Per vedere come si comportano questi telefoni, è stato necessario l’aiuto di ACE, il sistema dell’Università dell’Ontario (Canada) da 100 milioni dollari di dollari. I genietti di ACE hanno aiutato a produrre un video, eccolo qui sotto:

Come parte della sua struttura, ACE ha una delle più sofisticate gallerie del vento in tutto il mondo, con velocità che possono superare i 260 Km/h e temperature che vanno da -40 a 60 gradi con umidità relativa che varia dal 5 al 95%. Pannelli solari e generatori di tempesta possono produrre praticamente qualsiasi condizione meteorologica immaginabile – da acquazzoni tropicali a calore brutalmente asciutto fino al gelo artico. Un altro dispositivo può aggressivamente agitare oggetti in un ambiente controllato fino a 11 G di forza, per testare la resistenza strutturale dei prodotti in tutte le direzioni.

Il test

Come vedrete nel video, ognuno dei quattro telefoni sono stati prima messi al freddo, alla neve e al congelamento fino a -4 gradi. Dopo che a questi telefoni è stata data la possibilità di scongelarsi, ognuno di essi è stato sottoposto allo stress da pressione dell’acqua, la quale ha fatto volare alcuni di essi attraverso la stanza. Nonostante l’abuso, la maggior parte dei telefoni ha tenuto straordinariamente bene – finora.

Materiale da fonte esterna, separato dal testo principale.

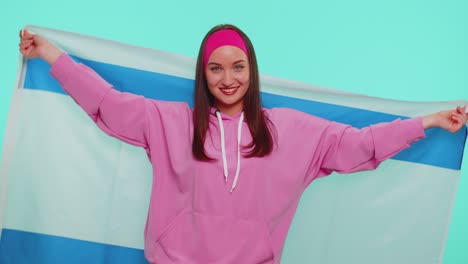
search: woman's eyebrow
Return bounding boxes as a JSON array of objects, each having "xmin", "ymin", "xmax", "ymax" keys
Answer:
[{"xmin": 232, "ymin": 60, "xmax": 245, "ymax": 64}]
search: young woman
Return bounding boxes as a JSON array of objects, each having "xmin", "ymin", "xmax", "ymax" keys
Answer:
[{"xmin": 20, "ymin": 25, "xmax": 467, "ymax": 264}]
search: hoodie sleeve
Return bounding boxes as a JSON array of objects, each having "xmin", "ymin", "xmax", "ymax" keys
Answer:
[
  {"xmin": 50, "ymin": 53, "xmax": 154, "ymax": 148},
  {"xmin": 318, "ymin": 117, "xmax": 425, "ymax": 177}
]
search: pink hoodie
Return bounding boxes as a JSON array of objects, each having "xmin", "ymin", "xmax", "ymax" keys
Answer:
[{"xmin": 51, "ymin": 54, "xmax": 425, "ymax": 264}]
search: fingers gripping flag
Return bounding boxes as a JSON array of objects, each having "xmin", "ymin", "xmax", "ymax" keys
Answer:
[{"xmin": 0, "ymin": 26, "xmax": 467, "ymax": 264}]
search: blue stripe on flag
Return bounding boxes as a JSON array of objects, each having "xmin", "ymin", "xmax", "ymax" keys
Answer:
[
  {"xmin": 0, "ymin": 229, "xmax": 148, "ymax": 264},
  {"xmin": 24, "ymin": 57, "xmax": 467, "ymax": 170}
]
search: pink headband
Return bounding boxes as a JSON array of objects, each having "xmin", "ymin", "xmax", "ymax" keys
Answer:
[{"xmin": 203, "ymin": 29, "xmax": 249, "ymax": 66}]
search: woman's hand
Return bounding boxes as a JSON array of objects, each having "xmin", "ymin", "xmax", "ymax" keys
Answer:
[
  {"xmin": 423, "ymin": 105, "xmax": 468, "ymax": 133},
  {"xmin": 19, "ymin": 29, "xmax": 62, "ymax": 65}
]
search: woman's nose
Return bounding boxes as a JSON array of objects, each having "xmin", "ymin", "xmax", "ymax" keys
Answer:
[{"xmin": 222, "ymin": 71, "xmax": 234, "ymax": 86}]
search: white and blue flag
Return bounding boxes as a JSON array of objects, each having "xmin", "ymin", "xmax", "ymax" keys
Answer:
[{"xmin": 0, "ymin": 26, "xmax": 467, "ymax": 264}]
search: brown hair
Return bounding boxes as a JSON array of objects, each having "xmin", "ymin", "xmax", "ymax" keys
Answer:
[{"xmin": 192, "ymin": 24, "xmax": 273, "ymax": 160}]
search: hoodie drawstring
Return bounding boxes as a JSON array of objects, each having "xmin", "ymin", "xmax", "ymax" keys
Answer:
[{"xmin": 216, "ymin": 110, "xmax": 244, "ymax": 192}]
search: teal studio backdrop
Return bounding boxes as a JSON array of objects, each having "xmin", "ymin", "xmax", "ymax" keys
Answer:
[{"xmin": 0, "ymin": 0, "xmax": 468, "ymax": 264}]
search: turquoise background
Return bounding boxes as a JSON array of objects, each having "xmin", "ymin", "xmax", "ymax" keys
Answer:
[{"xmin": 0, "ymin": 0, "xmax": 468, "ymax": 264}]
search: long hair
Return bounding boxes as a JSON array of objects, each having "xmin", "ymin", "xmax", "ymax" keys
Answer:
[{"xmin": 192, "ymin": 24, "xmax": 273, "ymax": 161}]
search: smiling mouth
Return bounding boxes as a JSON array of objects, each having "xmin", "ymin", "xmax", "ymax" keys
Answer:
[{"xmin": 219, "ymin": 87, "xmax": 239, "ymax": 95}]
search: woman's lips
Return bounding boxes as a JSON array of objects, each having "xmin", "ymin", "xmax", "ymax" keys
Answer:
[{"xmin": 219, "ymin": 87, "xmax": 239, "ymax": 95}]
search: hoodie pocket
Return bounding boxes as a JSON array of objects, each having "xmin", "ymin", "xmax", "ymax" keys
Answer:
[{"xmin": 151, "ymin": 211, "xmax": 274, "ymax": 264}]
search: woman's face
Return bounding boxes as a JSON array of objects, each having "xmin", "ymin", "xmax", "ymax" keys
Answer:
[{"xmin": 205, "ymin": 46, "xmax": 250, "ymax": 116}]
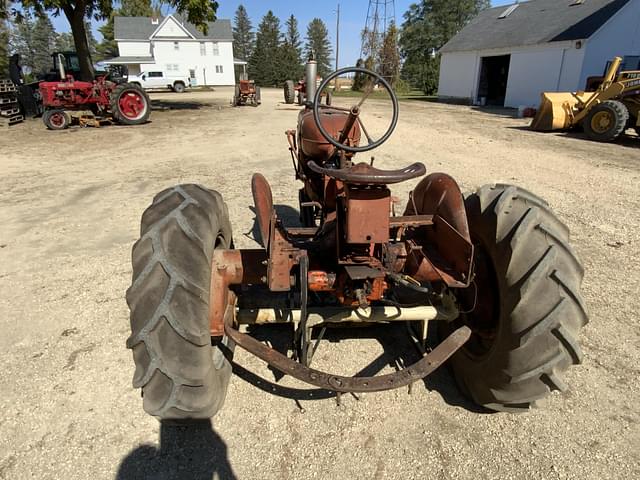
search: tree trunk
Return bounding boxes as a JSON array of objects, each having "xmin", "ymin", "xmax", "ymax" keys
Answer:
[{"xmin": 64, "ymin": 1, "xmax": 94, "ymax": 82}]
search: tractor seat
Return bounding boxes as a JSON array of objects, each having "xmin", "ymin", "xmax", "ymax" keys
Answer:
[{"xmin": 307, "ymin": 160, "xmax": 427, "ymax": 185}]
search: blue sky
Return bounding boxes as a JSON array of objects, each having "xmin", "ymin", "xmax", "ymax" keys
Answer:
[{"xmin": 52, "ymin": 0, "xmax": 513, "ymax": 67}]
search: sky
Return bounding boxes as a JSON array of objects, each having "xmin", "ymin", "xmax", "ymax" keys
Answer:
[{"xmin": 47, "ymin": 0, "xmax": 513, "ymax": 67}]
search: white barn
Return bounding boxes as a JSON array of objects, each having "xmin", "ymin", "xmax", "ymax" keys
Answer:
[
  {"xmin": 104, "ymin": 14, "xmax": 239, "ymax": 85},
  {"xmin": 438, "ymin": 0, "xmax": 640, "ymax": 108}
]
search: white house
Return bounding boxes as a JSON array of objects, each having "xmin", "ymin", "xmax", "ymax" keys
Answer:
[
  {"xmin": 104, "ymin": 14, "xmax": 240, "ymax": 85},
  {"xmin": 438, "ymin": 0, "xmax": 640, "ymax": 107}
]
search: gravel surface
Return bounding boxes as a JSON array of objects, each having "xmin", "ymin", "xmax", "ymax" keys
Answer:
[{"xmin": 0, "ymin": 89, "xmax": 640, "ymax": 480}]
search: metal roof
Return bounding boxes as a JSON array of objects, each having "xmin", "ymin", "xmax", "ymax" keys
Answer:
[
  {"xmin": 440, "ymin": 0, "xmax": 631, "ymax": 53},
  {"xmin": 114, "ymin": 13, "xmax": 233, "ymax": 42}
]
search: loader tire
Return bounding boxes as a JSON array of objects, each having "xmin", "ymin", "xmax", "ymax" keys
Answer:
[
  {"xmin": 110, "ymin": 83, "xmax": 151, "ymax": 125},
  {"xmin": 284, "ymin": 80, "xmax": 296, "ymax": 105},
  {"xmin": 582, "ymin": 100, "xmax": 629, "ymax": 142},
  {"xmin": 441, "ymin": 185, "xmax": 588, "ymax": 412},
  {"xmin": 127, "ymin": 185, "xmax": 234, "ymax": 421}
]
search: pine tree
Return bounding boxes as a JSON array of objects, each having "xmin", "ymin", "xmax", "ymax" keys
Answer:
[
  {"xmin": 379, "ymin": 22, "xmax": 400, "ymax": 87},
  {"xmin": 279, "ymin": 15, "xmax": 304, "ymax": 83},
  {"xmin": 233, "ymin": 5, "xmax": 255, "ymax": 60},
  {"xmin": 29, "ymin": 15, "xmax": 56, "ymax": 74},
  {"xmin": 305, "ymin": 18, "xmax": 332, "ymax": 77},
  {"xmin": 54, "ymin": 32, "xmax": 76, "ymax": 52},
  {"xmin": 0, "ymin": 17, "xmax": 9, "ymax": 78},
  {"xmin": 400, "ymin": 0, "xmax": 490, "ymax": 94},
  {"xmin": 249, "ymin": 10, "xmax": 281, "ymax": 86}
]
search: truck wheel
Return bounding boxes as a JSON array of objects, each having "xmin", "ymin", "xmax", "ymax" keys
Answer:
[
  {"xmin": 111, "ymin": 83, "xmax": 151, "ymax": 125},
  {"xmin": 127, "ymin": 185, "xmax": 234, "ymax": 420},
  {"xmin": 440, "ymin": 185, "xmax": 588, "ymax": 412},
  {"xmin": 284, "ymin": 80, "xmax": 296, "ymax": 105},
  {"xmin": 582, "ymin": 100, "xmax": 629, "ymax": 142},
  {"xmin": 42, "ymin": 109, "xmax": 71, "ymax": 130}
]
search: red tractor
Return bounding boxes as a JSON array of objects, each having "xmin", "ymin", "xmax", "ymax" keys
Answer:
[
  {"xmin": 39, "ymin": 54, "xmax": 151, "ymax": 130},
  {"xmin": 127, "ymin": 62, "xmax": 587, "ymax": 420}
]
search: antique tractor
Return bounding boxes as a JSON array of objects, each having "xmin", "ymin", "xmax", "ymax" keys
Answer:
[
  {"xmin": 127, "ymin": 63, "xmax": 587, "ymax": 420},
  {"xmin": 232, "ymin": 80, "xmax": 262, "ymax": 107},
  {"xmin": 39, "ymin": 55, "xmax": 151, "ymax": 130}
]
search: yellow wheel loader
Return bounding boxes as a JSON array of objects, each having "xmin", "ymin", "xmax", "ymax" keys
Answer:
[{"xmin": 531, "ymin": 57, "xmax": 640, "ymax": 142}]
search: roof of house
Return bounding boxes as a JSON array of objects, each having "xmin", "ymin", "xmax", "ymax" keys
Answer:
[
  {"xmin": 114, "ymin": 13, "xmax": 233, "ymax": 41},
  {"xmin": 440, "ymin": 0, "xmax": 631, "ymax": 53}
]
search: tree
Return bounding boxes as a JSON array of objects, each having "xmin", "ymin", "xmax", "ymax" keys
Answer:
[
  {"xmin": 233, "ymin": 5, "xmax": 256, "ymax": 60},
  {"xmin": 280, "ymin": 15, "xmax": 304, "ymax": 81},
  {"xmin": 54, "ymin": 32, "xmax": 76, "ymax": 52},
  {"xmin": 399, "ymin": 0, "xmax": 490, "ymax": 94},
  {"xmin": 305, "ymin": 18, "xmax": 332, "ymax": 77},
  {"xmin": 378, "ymin": 22, "xmax": 400, "ymax": 87},
  {"xmin": 249, "ymin": 10, "xmax": 282, "ymax": 86},
  {"xmin": 13, "ymin": 0, "xmax": 218, "ymax": 80}
]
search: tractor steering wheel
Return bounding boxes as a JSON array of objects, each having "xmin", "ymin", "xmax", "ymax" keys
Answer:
[{"xmin": 313, "ymin": 67, "xmax": 398, "ymax": 153}]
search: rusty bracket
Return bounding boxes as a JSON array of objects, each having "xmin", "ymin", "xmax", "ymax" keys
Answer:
[{"xmin": 225, "ymin": 322, "xmax": 471, "ymax": 393}]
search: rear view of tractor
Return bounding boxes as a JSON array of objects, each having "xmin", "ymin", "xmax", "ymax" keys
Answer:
[
  {"xmin": 127, "ymin": 58, "xmax": 587, "ymax": 420},
  {"xmin": 531, "ymin": 57, "xmax": 640, "ymax": 142},
  {"xmin": 39, "ymin": 55, "xmax": 151, "ymax": 130},
  {"xmin": 232, "ymin": 80, "xmax": 262, "ymax": 107}
]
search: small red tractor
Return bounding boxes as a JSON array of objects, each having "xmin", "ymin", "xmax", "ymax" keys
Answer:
[
  {"xmin": 232, "ymin": 80, "xmax": 262, "ymax": 107},
  {"xmin": 39, "ymin": 56, "xmax": 151, "ymax": 130},
  {"xmin": 127, "ymin": 62, "xmax": 587, "ymax": 420}
]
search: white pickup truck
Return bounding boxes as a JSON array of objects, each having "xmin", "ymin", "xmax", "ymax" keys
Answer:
[{"xmin": 128, "ymin": 70, "xmax": 189, "ymax": 93}]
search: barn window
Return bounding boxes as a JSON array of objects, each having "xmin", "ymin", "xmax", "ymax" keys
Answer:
[{"xmin": 498, "ymin": 3, "xmax": 520, "ymax": 18}]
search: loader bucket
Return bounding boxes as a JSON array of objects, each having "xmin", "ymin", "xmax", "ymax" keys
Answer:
[{"xmin": 531, "ymin": 92, "xmax": 579, "ymax": 132}]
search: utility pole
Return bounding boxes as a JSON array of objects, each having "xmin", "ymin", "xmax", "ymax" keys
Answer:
[{"xmin": 333, "ymin": 4, "xmax": 340, "ymax": 88}]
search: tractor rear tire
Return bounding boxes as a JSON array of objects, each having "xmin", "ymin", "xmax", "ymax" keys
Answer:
[
  {"xmin": 127, "ymin": 185, "xmax": 234, "ymax": 421},
  {"xmin": 284, "ymin": 80, "xmax": 296, "ymax": 105},
  {"xmin": 110, "ymin": 83, "xmax": 151, "ymax": 125},
  {"xmin": 42, "ymin": 109, "xmax": 71, "ymax": 130},
  {"xmin": 440, "ymin": 185, "xmax": 588, "ymax": 412},
  {"xmin": 582, "ymin": 100, "xmax": 629, "ymax": 142}
]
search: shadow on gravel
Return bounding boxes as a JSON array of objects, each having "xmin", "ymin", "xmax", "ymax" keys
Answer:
[
  {"xmin": 116, "ymin": 420, "xmax": 236, "ymax": 480},
  {"xmin": 233, "ymin": 324, "xmax": 493, "ymax": 413}
]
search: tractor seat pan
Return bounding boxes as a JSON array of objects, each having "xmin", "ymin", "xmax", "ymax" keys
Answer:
[{"xmin": 307, "ymin": 160, "xmax": 427, "ymax": 185}]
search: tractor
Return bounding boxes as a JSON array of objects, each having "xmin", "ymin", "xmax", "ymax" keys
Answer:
[
  {"xmin": 39, "ymin": 55, "xmax": 151, "ymax": 130},
  {"xmin": 232, "ymin": 80, "xmax": 262, "ymax": 107},
  {"xmin": 126, "ymin": 62, "xmax": 588, "ymax": 422}
]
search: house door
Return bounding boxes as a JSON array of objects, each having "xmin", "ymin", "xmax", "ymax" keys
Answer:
[{"xmin": 478, "ymin": 55, "xmax": 511, "ymax": 107}]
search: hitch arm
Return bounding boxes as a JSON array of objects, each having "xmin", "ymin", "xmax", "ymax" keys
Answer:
[{"xmin": 225, "ymin": 323, "xmax": 471, "ymax": 393}]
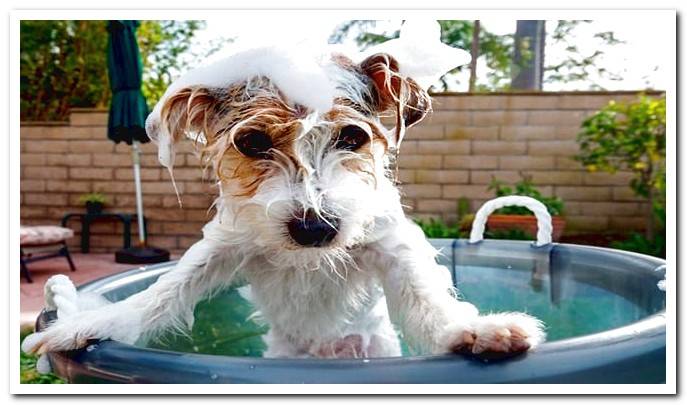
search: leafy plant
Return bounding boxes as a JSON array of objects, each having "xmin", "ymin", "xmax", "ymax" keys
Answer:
[
  {"xmin": 79, "ymin": 193, "xmax": 107, "ymax": 205},
  {"xmin": 19, "ymin": 20, "xmax": 210, "ymax": 121},
  {"xmin": 575, "ymin": 95, "xmax": 666, "ymax": 241},
  {"xmin": 329, "ymin": 20, "xmax": 622, "ymax": 92},
  {"xmin": 488, "ymin": 176, "xmax": 564, "ymax": 215}
]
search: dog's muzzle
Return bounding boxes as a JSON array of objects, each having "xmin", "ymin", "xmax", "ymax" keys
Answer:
[{"xmin": 287, "ymin": 210, "xmax": 339, "ymax": 247}]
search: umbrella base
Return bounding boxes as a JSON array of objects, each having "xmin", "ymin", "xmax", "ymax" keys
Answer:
[{"xmin": 115, "ymin": 246, "xmax": 169, "ymax": 264}]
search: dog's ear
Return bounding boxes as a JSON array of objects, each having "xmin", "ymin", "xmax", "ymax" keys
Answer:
[
  {"xmin": 360, "ymin": 53, "xmax": 432, "ymax": 146},
  {"xmin": 160, "ymin": 87, "xmax": 216, "ymax": 142}
]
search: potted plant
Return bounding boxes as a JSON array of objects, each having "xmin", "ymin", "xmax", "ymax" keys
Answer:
[
  {"xmin": 487, "ymin": 176, "xmax": 565, "ymax": 241},
  {"xmin": 79, "ymin": 193, "xmax": 107, "ymax": 214}
]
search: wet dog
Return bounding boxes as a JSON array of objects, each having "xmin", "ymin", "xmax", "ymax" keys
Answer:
[{"xmin": 23, "ymin": 19, "xmax": 544, "ymax": 365}]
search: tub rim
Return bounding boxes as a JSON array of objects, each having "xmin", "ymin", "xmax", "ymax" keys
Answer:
[{"xmin": 36, "ymin": 238, "xmax": 666, "ymax": 382}]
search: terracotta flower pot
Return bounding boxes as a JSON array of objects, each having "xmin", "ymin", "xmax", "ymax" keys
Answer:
[{"xmin": 487, "ymin": 214, "xmax": 565, "ymax": 241}]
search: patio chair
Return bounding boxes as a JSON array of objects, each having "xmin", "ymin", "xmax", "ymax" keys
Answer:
[{"xmin": 19, "ymin": 225, "xmax": 76, "ymax": 283}]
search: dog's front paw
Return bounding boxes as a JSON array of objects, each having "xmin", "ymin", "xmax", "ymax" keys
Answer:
[
  {"xmin": 451, "ymin": 313, "xmax": 545, "ymax": 355},
  {"xmin": 21, "ymin": 321, "xmax": 91, "ymax": 355}
]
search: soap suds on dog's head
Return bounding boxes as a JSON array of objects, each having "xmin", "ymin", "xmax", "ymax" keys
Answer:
[{"xmin": 146, "ymin": 20, "xmax": 469, "ymax": 197}]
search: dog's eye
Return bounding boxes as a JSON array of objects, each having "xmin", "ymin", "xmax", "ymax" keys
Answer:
[
  {"xmin": 234, "ymin": 131, "xmax": 272, "ymax": 158},
  {"xmin": 334, "ymin": 125, "xmax": 370, "ymax": 151}
]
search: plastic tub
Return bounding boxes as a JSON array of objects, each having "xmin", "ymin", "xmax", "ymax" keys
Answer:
[{"xmin": 37, "ymin": 239, "xmax": 666, "ymax": 383}]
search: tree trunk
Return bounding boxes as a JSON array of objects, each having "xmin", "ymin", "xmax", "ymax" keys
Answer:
[
  {"xmin": 644, "ymin": 173, "xmax": 655, "ymax": 241},
  {"xmin": 511, "ymin": 20, "xmax": 546, "ymax": 90},
  {"xmin": 468, "ymin": 20, "xmax": 480, "ymax": 93}
]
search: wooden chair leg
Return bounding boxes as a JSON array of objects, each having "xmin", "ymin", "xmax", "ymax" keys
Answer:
[{"xmin": 60, "ymin": 242, "xmax": 76, "ymax": 271}]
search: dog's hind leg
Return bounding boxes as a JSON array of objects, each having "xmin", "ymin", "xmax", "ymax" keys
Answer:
[{"xmin": 368, "ymin": 222, "xmax": 545, "ymax": 354}]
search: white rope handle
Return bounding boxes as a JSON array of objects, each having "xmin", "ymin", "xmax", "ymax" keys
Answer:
[{"xmin": 470, "ymin": 195, "xmax": 553, "ymax": 246}]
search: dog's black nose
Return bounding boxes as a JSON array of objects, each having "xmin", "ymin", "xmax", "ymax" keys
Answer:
[{"xmin": 287, "ymin": 210, "xmax": 339, "ymax": 247}]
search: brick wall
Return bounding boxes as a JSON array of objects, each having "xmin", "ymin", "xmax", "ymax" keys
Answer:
[{"xmin": 21, "ymin": 92, "xmax": 660, "ymax": 251}]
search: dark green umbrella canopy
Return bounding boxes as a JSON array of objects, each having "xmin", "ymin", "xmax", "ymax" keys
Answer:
[{"xmin": 107, "ymin": 20, "xmax": 150, "ymax": 145}]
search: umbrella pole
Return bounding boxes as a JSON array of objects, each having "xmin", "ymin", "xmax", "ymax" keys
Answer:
[{"xmin": 131, "ymin": 140, "xmax": 147, "ymax": 246}]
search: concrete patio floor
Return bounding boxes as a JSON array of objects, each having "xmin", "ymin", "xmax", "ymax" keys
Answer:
[{"xmin": 20, "ymin": 253, "xmax": 179, "ymax": 329}]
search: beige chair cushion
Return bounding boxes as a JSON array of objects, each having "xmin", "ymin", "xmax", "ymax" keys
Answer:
[{"xmin": 19, "ymin": 225, "xmax": 74, "ymax": 246}]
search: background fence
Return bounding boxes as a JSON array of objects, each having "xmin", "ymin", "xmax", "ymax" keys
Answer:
[{"xmin": 20, "ymin": 92, "xmax": 660, "ymax": 251}]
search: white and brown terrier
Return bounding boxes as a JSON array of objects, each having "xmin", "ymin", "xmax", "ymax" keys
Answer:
[{"xmin": 23, "ymin": 22, "xmax": 544, "ymax": 368}]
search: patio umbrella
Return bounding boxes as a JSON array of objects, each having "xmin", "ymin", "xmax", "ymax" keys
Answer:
[{"xmin": 107, "ymin": 20, "xmax": 169, "ymax": 263}]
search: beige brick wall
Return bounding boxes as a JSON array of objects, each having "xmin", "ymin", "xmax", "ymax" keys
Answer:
[
  {"xmin": 21, "ymin": 92, "xmax": 660, "ymax": 251},
  {"xmin": 399, "ymin": 92, "xmax": 664, "ymax": 234}
]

La parte successiva del test potrebbe sembrare ingiusto. E’ stata una caduta da circa 6 metri – molto superiore a quello che questi telefoni potrebbero mai subire nella vita reale. Anche se i telefoni non sono stati pensati per resistere a una caduta da quell’altezza, la maggior parte di essi ha continuato a funzionare – nonostante due schermi incrinati e coperture posteriori volate via da tre dei quattro telefoni. Ma tutto ancora funzionava, che ci crediate o no.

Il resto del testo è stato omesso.